Members
Former Lab Members:
Van Vo, Ph.D., Postdoctoral Research Assoc. Project: PKG1alpha (PKG-I-alpha) kinase/catalytic activity in PANCREATIC BETA-CELLS identified as a key enhancer of insulin signaling (e.g. enhancing Akt phosphorylation & activation, increasing FoxO1 phosphorylation & suppression of nuclear accumulation, & downstream increased in the expression of PDX-1), all promoting increases in beta-cell SURVIVAL & PROLIFERATION, thus promoting beta-cells REGENERATION & IMPROVING INSULIN SECRETION to prevent Type-1 & Type-2 DIABETES. (see our Publications, Wong JC, Vo V, Gorjala P & RR Fiscus, 2017)
Van also studied the cytoprotective & ANTI-DIABETES role of PDE-9 inhibitors (e.g. BAY 73-6691) & PDE-5 inhibitors (e.g. Sildenafil / VIAGRA) on pancreatic beta-cell survival & regeneration as potential new repurposing of these agents for preventing and treating Type-1 & Type-2 DIABETES.

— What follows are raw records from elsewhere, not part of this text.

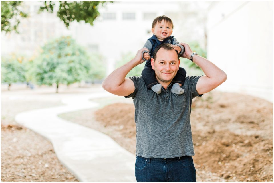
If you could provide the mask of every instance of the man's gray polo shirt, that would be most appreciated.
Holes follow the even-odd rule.
[[[170,158],[194,156],[190,127],[191,101],[201,96],[196,90],[200,76],[187,76],[182,95],[171,91],[173,83],[160,94],[148,90],[142,76],[129,78],[134,92],[136,123],[136,155],[146,158]]]

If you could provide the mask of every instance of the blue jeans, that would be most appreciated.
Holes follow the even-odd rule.
[[[189,156],[166,159],[136,157],[137,182],[196,182],[196,172],[193,159]]]

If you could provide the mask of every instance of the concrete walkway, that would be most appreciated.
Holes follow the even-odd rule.
[[[113,96],[106,92],[63,97],[64,106],[22,113],[16,121],[52,143],[60,161],[80,182],[136,182],[135,156],[106,135],[57,117],[94,107],[89,99]]]

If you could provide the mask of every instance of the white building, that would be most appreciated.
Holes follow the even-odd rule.
[[[94,22],[93,26],[83,21],[75,21],[69,30],[54,14],[37,14],[41,2],[23,3],[22,7],[29,13],[29,17],[22,20],[20,34],[2,33],[2,55],[14,52],[32,55],[39,46],[53,38],[71,36],[89,52],[103,55],[110,73],[114,69],[115,62],[121,59],[122,53],[130,52],[135,54],[142,47],[152,35],[153,19],[163,15],[172,19],[174,25],[172,35],[179,41],[198,40],[205,48],[205,10],[209,2],[115,1],[99,9],[101,15]]]
[[[273,1],[215,1],[207,16],[207,58],[226,73],[218,87],[273,102]]]

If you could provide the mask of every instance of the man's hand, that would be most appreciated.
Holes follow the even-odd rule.
[[[185,52],[181,56],[186,58],[190,59],[190,56],[193,53],[191,49],[189,47],[189,46],[186,43],[181,43],[179,44],[180,45],[182,45],[185,48]],[[179,46],[178,46],[179,47]]]
[[[150,58],[150,56],[148,53],[145,53],[143,55],[143,56],[144,56],[144,58],[147,60],[149,60]]]
[[[178,54],[182,50],[182,49],[181,49],[180,46],[178,46],[177,45],[172,44],[171,45],[171,47],[173,48],[175,50],[177,51],[177,53]]]
[[[133,61],[134,61],[134,62],[136,63],[137,64],[136,65],[136,66],[142,64],[145,61],[142,58],[142,54],[143,52],[145,50],[146,50],[149,52],[148,49],[146,48],[141,48],[140,49],[138,50],[138,51],[137,52],[137,53],[136,54],[136,55],[135,56],[135,57],[132,60]],[[144,54],[144,55],[145,54]]]

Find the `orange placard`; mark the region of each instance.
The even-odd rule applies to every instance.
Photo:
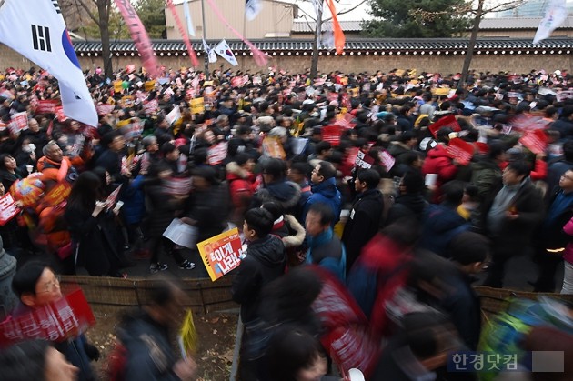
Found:
[[[203,264],[215,282],[241,263],[243,247],[238,228],[234,228],[197,244]]]

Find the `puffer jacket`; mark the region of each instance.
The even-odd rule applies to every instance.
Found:
[[[286,264],[285,246],[277,236],[267,235],[248,245],[231,287],[233,300],[241,305],[245,324],[258,317],[262,289],[285,274]]]

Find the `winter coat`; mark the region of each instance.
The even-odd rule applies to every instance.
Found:
[[[332,229],[317,236],[307,236],[307,263],[330,270],[344,283],[347,278],[347,253],[344,245]]]
[[[411,260],[409,248],[377,233],[348,274],[348,291],[368,317],[374,335],[381,336],[387,329],[385,301],[406,284]]]
[[[126,222],[129,225],[139,224],[146,214],[146,195],[143,190],[144,176],[139,175],[133,179],[120,195],[124,206],[121,208]]]
[[[550,250],[562,250],[569,242],[563,226],[573,217],[573,194],[564,194],[560,188],[558,189],[551,196],[538,234],[540,246]]]
[[[214,185],[205,191],[195,190],[187,199],[186,216],[196,221],[197,242],[220,234],[228,220],[229,191],[226,184]]]
[[[14,317],[18,317],[31,314],[33,311],[34,309],[32,307],[19,303],[11,315]],[[96,375],[90,364],[91,360],[85,353],[87,339],[84,334],[80,334],[76,337],[69,338],[61,343],[53,344],[54,347],[57,349],[58,352],[62,353],[68,362],[79,369],[77,381],[96,380]]]
[[[169,195],[162,184],[146,186],[147,216],[144,221],[146,236],[161,236],[166,231],[176,210],[183,205]]]
[[[532,233],[543,220],[545,212],[539,191],[526,179],[512,201],[518,217],[515,220],[506,218],[499,231],[488,231],[488,213],[502,186],[500,184],[482,204],[480,227],[487,236],[493,236],[492,247],[497,255],[511,256],[522,253],[529,246]]]
[[[471,286],[472,282],[471,276],[461,270],[447,276],[445,283],[449,292],[440,300],[439,306],[450,316],[467,348],[475,351],[481,332],[481,305]]]
[[[456,209],[443,205],[430,205],[424,213],[418,247],[447,256],[450,241],[469,226]]]
[[[233,300],[241,305],[245,324],[255,321],[263,287],[285,274],[286,257],[280,238],[268,235],[251,242],[246,256],[236,270],[231,286]]]
[[[385,224],[388,226],[402,217],[412,217],[420,221],[429,203],[419,193],[400,195],[396,197],[394,205],[390,207]]]
[[[255,193],[253,188],[255,175],[241,168],[236,162],[227,164],[225,169],[226,170],[226,183],[229,186],[233,206],[236,208],[247,206]]]
[[[300,186],[291,181],[278,181],[266,184],[259,189],[251,201],[251,207],[258,207],[263,203],[272,201],[277,204],[283,213],[292,215],[296,212],[300,199]]]
[[[328,178],[322,183],[313,184],[311,185],[312,195],[307,200],[303,210],[303,222],[307,219],[307,214],[313,204],[322,203],[332,208],[335,219],[332,226],[337,225],[340,219],[340,210],[342,209],[342,197],[340,191],[337,188],[337,180],[334,177]]]
[[[484,158],[472,164],[471,184],[478,186],[478,195],[484,199],[501,180],[501,167],[495,160]]]
[[[101,276],[118,269],[116,226],[111,210],[102,210],[96,218],[92,213],[68,205],[64,217],[72,236],[75,265],[85,267],[90,276]]]
[[[352,268],[352,264],[360,255],[362,247],[378,231],[383,210],[384,196],[379,190],[367,189],[357,196],[342,233],[348,270]]]
[[[177,381],[168,329],[146,313],[126,317],[117,332],[126,347],[125,381]]]
[[[427,157],[422,166],[422,174],[437,174],[437,181],[436,186],[439,187],[449,180],[453,180],[457,173],[457,166],[454,163],[446,150],[444,145],[437,145],[427,152]]]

Steve Morrill, M.S. graduate student at the University of Arizona, Tucson, AZ , with all research being conducted in the R. R. Fiscus Lab at Roseman University of Health Sciences, College of Medicine at the Summerlin Campus, Summerlin-Las Vegas, NV 89135. Steve also works as a full-time high school teacher in Molecular Biology at Faith Lutheran High School, Summerlin-Las Vegas, NV. Research Project: Co-localization of PKG1alpha (PKG-I-alpha) with amyloid precursor protein (APP) in cholinergic NG108-15 cells (used as a cell culture model of Alzheimer's disease) & the effects of PDE-9 inhibitor BAY 73-6691 on PKG1alpha-mediated phosphorylation of CREB & expression levels of APP.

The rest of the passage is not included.